Cogliendone il frutto.

All’ombra dell’antica quercia

Del mio cuore ritrovo il ristoro,

Dalle fatiche appago  la vita.

 

Dalle limpide  acque al ciaramile

Attingo la linfa, dolce ristoro a coppe le mani,

bagno la fronte e rinfresco la vita.

 

Coi miei fratelli curo teneramente

Il maestoso ulivo, i suoi doviziosi rami piegati

S’abbassano alla terra e cantano alla vita.

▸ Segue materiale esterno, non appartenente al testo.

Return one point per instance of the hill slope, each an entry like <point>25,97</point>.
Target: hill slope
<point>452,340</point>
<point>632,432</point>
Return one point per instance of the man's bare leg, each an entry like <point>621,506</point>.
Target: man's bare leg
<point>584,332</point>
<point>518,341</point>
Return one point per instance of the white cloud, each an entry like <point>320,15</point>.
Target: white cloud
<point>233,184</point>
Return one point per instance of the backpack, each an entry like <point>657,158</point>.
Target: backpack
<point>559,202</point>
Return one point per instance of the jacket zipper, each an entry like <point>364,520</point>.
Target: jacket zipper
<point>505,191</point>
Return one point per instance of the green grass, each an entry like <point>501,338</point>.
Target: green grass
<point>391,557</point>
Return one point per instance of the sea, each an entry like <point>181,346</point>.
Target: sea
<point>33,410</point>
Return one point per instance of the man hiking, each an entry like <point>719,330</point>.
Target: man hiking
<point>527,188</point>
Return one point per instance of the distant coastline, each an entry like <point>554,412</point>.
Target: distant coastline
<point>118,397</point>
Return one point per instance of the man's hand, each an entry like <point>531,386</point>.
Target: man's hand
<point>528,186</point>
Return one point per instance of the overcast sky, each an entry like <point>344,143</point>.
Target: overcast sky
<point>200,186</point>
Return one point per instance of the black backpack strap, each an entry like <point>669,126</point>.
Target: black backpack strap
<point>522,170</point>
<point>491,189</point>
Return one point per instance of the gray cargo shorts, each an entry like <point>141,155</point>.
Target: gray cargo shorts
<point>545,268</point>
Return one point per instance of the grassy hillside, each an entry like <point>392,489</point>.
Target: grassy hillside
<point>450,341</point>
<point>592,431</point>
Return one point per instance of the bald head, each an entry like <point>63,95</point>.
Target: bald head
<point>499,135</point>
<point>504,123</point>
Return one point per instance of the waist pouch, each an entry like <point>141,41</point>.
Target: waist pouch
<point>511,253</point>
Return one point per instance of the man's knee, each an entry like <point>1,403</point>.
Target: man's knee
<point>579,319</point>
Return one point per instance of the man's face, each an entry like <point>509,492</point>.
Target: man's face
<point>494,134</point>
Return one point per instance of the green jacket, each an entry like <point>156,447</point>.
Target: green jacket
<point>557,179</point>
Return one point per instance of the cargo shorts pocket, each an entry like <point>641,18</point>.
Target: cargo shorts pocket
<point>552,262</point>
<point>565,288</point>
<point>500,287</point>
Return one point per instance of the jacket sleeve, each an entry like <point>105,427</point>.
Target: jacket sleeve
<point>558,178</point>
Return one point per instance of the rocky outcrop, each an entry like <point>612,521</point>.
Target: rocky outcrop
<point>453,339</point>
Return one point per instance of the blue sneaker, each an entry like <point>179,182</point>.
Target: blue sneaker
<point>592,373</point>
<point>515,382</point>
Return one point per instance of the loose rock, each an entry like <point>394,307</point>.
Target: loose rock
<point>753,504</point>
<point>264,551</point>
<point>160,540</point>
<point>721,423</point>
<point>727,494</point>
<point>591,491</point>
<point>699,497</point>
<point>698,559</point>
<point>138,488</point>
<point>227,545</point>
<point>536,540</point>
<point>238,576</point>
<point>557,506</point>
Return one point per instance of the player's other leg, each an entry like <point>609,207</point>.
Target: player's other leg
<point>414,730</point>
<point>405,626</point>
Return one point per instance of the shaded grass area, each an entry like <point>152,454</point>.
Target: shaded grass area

Tendo la mano al melograno,

Diritti virgulti cercano il cielo,

I frutti vermigli inneggiano alla vita.

Al centro della terra siedo sulla pietra,

Rivedo mio padre, con zappa e vanga

Ha curato il mio giardino.

Con mano callosa accarezza la lorica

Della quercia antica,

Con occhi sorpresi guarda

L’altezza del  pioppo,

Il volo a stormi del corvo,

il volteggiare a spirale del falco.

Adesso s’approssima la sera,

Seduto sulla pietra al centro della terra,

aspetto le due stelle.

Venere conduce la dolce falce di luna,

Dallo stagno il canto della raganella, il cielo imbruna,

La mesta voce del cuculo mi chiama per la sera,

Altro mai non ispero:

Aspetta ! conservo la zappa e la vanga,

Proteggo il melo con un velo!

L’acidità della pioggia potrebbe rovinarne il frutto!

Voglio consegnarlo ai miei figli perfetto.